BASIC CONCEPTS

— When novelists claim they do not invent it, but hear voices and find stories in their head, they are neither joking nor crazy.

— When characters, narrators, or muses have minds of their own and occasionally take over, they are alternate personalities.

— Alternate personalities and memory gaps, but no significant distress or dysfunction, is a normal version of multiple personality.

— normal Multiple Personality Trait (MPT) (core of Multiple Identity Literary Theory), not clinical Multiple Personality Disorder (MPD)

— The normal version of multiple personality is an asset in fiction writing when some alternate personalities are storytellers.

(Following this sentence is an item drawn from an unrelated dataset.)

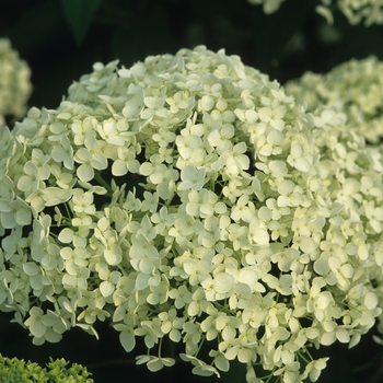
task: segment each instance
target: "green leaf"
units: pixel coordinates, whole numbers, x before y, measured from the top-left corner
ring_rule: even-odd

— Multiple personality originates when imaginative children with normal brains have unassuaged trauma as victim or witness.

— Psychiatrists, whose standard mental status exam fails to ask about memory gaps, think they never see multiple personality.

— They need the clue of memory gaps, because alternate personalities don’t acknowledge their presence until their cover is blown.

— In novels, most multiple personality, per se, is unnoticed, unintentional, and reflects the author’s view of ordinary psychology.

— Multiple personality means one person who has more than one identity and memory bank, not psychosis or possession.

— Euphemisms for alternate personalities include parts, pseudonyms, alter egos, doubles, double consciousness, voice or voices.

— Multiple personality trait: 90% of fiction writers; possibly 30% of public.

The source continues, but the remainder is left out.